Cruising was still big during Covid and Viking was building more ships, Regent Seven Seas and Silversea launched new ships, she said.
A Port of Tauranga spokeswoman said it had some tentative cruise ship bookings from October.
Cille Fabert, the owner of Tauranga-based Dolphin Seafaris, said it was "absolutely imperative" that the Government opened up Tauranga to cruise ship passengers again.
Fabert said it had been a "very tough" two years despite great support from domestic tourists.
She was working part-time four days a week to keep her business afloat.
Fabert has worked in the business for 16 years, buying it in 2019 about six months prior to the first Covid-19 lockdown.

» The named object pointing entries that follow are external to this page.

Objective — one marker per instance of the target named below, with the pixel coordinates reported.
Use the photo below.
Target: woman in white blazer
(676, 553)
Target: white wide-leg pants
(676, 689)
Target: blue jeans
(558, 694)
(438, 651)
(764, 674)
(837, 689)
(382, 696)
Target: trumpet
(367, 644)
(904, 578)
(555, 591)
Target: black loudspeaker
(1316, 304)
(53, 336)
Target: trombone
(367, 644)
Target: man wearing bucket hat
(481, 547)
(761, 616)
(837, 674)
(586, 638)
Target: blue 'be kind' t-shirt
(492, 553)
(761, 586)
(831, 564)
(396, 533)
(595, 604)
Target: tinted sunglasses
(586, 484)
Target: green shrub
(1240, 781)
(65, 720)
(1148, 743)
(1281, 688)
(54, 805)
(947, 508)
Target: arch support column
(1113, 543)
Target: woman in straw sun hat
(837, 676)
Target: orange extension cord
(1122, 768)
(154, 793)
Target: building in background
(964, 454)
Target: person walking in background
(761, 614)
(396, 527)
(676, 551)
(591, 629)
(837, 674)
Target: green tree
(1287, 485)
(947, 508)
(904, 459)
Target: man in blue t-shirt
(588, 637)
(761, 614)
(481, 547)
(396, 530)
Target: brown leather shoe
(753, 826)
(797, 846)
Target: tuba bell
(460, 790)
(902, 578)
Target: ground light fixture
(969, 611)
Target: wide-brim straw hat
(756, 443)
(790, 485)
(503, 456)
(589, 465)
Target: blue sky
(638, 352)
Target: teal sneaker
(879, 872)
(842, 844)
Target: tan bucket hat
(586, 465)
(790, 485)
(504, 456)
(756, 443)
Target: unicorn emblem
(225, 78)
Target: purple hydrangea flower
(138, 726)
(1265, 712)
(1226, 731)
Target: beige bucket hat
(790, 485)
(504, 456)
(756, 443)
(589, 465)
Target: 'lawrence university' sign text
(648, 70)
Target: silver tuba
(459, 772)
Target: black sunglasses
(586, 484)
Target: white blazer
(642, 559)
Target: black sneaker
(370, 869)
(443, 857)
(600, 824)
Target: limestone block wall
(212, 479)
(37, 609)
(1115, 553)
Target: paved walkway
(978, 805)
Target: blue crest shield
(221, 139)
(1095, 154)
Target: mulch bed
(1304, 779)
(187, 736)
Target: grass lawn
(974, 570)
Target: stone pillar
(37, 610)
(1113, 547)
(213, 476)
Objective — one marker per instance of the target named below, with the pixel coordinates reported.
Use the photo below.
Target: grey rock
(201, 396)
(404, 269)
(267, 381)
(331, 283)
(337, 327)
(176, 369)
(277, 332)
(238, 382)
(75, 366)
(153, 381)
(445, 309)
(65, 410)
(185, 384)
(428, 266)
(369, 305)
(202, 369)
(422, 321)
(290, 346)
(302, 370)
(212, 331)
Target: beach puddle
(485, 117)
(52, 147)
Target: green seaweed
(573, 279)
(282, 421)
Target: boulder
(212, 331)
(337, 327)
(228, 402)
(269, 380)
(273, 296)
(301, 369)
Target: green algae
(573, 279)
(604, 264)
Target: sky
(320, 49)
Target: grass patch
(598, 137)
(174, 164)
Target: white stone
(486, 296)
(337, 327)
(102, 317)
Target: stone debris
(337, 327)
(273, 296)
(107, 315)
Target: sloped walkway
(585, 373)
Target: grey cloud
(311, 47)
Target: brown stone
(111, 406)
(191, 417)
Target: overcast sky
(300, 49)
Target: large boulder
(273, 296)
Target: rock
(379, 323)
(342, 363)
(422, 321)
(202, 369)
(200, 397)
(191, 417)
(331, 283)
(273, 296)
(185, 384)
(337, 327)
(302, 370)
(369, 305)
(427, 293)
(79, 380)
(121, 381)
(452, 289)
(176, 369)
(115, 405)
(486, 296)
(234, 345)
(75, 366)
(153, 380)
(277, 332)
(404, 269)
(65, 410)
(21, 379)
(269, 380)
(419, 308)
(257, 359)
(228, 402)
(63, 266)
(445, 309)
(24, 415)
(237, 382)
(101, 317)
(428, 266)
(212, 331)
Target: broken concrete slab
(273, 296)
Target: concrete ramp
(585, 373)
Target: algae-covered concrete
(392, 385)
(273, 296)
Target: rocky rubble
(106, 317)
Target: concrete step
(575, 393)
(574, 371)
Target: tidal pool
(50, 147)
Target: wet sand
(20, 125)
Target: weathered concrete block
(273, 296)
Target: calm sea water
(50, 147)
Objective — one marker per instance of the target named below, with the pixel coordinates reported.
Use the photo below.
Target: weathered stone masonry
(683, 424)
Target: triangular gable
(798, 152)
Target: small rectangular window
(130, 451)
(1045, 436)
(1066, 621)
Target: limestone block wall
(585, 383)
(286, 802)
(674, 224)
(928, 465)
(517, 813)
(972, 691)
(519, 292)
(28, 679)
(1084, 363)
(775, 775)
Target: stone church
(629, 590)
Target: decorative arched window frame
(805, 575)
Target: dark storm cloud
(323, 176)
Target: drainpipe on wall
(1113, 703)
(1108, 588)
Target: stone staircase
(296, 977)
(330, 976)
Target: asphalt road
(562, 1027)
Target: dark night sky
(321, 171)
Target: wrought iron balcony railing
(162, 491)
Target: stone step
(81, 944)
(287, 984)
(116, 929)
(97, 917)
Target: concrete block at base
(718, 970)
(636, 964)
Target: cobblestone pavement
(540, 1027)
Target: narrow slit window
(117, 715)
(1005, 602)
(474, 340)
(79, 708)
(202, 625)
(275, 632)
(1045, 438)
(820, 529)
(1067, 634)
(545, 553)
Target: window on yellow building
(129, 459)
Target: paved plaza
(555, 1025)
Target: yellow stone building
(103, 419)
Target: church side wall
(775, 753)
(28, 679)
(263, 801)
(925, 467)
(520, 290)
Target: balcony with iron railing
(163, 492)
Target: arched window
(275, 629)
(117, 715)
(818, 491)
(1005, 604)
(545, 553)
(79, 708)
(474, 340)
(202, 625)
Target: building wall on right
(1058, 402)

She said at the height of the summer season pre-pandemic, cruise ship passengers and international tourists accounted for about 60 per cent of her business.
"We were so busy that we used to operate two trips a day to keep up with demand."
She said trips were weather-dependent, of course, and Covid added another stressor to the business, with bookings often unexpectedly postponed or cancelled at the last minute.
Fabert said she was "very concerned" about her business and knew of other tourism business owners who had closed their doors.